Letter to the Editor: Backstop is between UK and EU — not UK / Ireland
Allow me to I put the following points to Daniel McConnell ‘Ireland is too hardline on backstop’, (Irish Examiner, August 3) for his consideration.
a) The issue in question is not one between the UK and Ireland but rather one between the EU and the UK. Whatever the merits of the arguments on either side, holding the appropriate and responsible parties to account is surely a basic requirement of anyone purporting to offer a serious analysis of the situation.
(b) The instigator of the withdrawal of the UK from the EU was the UK, not the EU and most certainly, not Ireland. A consequence of this decision is that it will inflict damage on the EU (and in a most acute way, Ireland) and indeed on the UK itself. Whatever about the damage caused to the UK itself, assuredly no external entity is entitled to impose hardship on another and do so with impunity.
It is beyond dispute that a no-deal Brexit would not alone put 50,000 jobs in this jurisdiction at risk but would put at risk the peace so hard-won in the Good Friday Agreement. Hence the need for the UK to make good or at least, substantially ameliorate any damage its actions cause to other parties including Ireland.
(c) In this “debate” the pro-Brexit side has exhibited a profound ignorance of some of the most basic aspects of the issues involved. One thinks immediately of the ridiculous equating of the Irish border with those between neighbouring London boroughs.
(d) The defenders of the leave position both in parliament and in the press are engaging increasingly in ad hominem arguments (as Mr McConnell illustrates in his article).

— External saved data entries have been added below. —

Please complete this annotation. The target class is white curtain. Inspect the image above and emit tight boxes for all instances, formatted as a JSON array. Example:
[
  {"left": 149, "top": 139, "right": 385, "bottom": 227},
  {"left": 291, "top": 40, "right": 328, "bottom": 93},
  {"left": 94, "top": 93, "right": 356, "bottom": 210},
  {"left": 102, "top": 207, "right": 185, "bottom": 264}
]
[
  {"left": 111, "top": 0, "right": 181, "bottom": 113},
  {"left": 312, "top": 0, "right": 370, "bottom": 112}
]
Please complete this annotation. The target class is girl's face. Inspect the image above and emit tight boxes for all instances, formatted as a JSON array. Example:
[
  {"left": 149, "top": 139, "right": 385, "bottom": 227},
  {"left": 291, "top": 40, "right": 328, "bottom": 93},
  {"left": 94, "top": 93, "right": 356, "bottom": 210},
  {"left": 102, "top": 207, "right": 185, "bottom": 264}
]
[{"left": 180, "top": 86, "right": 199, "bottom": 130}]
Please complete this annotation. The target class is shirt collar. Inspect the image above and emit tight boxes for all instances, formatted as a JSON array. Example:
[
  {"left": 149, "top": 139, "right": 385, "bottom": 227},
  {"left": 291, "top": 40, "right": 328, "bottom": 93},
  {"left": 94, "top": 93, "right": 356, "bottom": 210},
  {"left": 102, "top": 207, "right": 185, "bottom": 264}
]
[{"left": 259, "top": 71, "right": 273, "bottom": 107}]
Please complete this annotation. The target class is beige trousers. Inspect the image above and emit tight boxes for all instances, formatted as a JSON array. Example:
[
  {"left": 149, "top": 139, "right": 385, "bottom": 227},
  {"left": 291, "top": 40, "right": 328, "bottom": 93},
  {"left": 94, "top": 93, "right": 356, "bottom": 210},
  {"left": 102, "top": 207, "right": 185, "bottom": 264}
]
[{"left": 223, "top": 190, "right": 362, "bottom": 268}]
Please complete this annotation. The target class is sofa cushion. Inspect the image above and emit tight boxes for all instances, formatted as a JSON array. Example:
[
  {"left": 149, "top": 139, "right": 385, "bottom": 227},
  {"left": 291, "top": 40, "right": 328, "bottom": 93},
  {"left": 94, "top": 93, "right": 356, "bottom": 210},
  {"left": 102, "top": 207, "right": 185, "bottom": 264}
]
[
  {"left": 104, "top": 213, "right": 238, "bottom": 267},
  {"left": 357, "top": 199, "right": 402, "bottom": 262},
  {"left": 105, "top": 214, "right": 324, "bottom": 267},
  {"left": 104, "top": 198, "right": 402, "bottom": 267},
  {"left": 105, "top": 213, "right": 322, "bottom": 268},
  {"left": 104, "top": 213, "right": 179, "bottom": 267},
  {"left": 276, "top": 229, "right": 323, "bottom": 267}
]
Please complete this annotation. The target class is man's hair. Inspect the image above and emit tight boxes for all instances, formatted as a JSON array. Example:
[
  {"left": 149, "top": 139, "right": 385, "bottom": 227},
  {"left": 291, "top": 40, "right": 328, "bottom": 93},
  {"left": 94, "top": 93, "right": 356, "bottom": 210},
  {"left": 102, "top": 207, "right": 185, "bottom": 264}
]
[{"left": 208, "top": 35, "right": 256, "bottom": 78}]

Why do some Irish commentators feel the need to lend support to such people when there is no obvious advantage to Ireland of a Brexit without the backstop?
(e) The nearest equivalent to Brexit is that of a divorce between previously married persons. At one level, marriage is deemed to be a legal contract between two persons. In the event of either or both parties wishing to annul this legal bond, certain obligations from the original contract still remain and have to be resolved In a way that is fair to both parties. In other words, a unilateral disavowal of existing legal obligations would not be countenanced in any self-respecting, law-biding entity. The no-deal Brexit position is on very thin ice indeed, in advocating such a course.